Business
Finance Ministry moves to cut state-owned car budget
  • By Bich Diep | dtinews.vn | September 23, 2016 02:07 PM

Six deputy ministers of finance will not be able to use state-owned cars while travelling from home as of October 1.

This is a move by the Vietnamese Ministry of Finance to cut the use of state-owned cars to help cut public spending.

 

The headquarter of the Ministry of Finance in Hanoi

Under the Finance Ministry's newly-issued decision, from October 1, six deputy ministers and heads of the ministry departments will have their taxi fares subsidised

The subsidy for the deputy ministers ranges from VND3.96 million (USD190) to VND9.9 million (USD428.5) for 22 working days per month.
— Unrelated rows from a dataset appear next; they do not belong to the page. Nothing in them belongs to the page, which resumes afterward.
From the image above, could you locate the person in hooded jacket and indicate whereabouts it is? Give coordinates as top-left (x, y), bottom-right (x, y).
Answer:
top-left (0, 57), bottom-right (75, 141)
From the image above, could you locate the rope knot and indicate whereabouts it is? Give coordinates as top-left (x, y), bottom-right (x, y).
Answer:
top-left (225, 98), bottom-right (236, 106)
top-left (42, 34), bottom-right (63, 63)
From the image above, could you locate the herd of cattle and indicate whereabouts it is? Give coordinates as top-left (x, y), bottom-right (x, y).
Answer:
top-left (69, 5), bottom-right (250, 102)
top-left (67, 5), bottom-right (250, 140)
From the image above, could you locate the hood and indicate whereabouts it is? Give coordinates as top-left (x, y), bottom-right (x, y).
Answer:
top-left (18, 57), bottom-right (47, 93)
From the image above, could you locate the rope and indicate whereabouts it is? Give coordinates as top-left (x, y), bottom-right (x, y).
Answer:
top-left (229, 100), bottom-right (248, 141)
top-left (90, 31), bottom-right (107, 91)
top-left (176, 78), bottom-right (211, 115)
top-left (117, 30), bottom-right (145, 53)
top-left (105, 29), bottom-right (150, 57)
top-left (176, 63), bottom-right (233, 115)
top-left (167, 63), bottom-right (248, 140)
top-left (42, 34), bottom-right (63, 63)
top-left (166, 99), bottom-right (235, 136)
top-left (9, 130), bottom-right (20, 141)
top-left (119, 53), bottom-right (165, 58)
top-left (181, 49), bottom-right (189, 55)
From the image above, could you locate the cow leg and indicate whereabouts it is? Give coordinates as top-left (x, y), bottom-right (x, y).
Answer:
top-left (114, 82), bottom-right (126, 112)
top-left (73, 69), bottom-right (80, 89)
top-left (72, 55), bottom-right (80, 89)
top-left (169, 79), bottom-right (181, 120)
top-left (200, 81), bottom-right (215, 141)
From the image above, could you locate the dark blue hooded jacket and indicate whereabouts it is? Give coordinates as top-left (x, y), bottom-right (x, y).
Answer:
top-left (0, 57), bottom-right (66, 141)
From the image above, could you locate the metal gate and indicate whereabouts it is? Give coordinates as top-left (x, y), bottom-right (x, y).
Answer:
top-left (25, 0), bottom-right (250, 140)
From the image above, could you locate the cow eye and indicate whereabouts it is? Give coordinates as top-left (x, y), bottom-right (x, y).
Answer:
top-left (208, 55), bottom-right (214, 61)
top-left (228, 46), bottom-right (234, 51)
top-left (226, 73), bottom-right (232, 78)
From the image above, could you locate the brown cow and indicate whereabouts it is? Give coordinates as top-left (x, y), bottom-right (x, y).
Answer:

The money depends on the distance from the deputy minister's houses to the Ministry of Finance.

Alternatively, they can use their own cars and still receive the subsidy.

A staff member from the Ministry of Finance said to DTiNews that he supported this decision which would help to cut costs. It was quite costly to pay the contingent of ministry drivers. He hoped that this would be implemented across the rest of agencies and ministries.

According to the Department of Public Asset Management under the Ministry of Finance, roughly 40,000 state-owned cars are currently in use in the country. Each car costs an average of VND320 million (USD 13,843) in maintenance each year, adding more pressure to the state budget.

Earlier, the National Assembly Office required its officials to not to use public-owned cars, but this failed just a short time after being implemented as only few people conformed to the requirement and then they returned to using the provided cars again.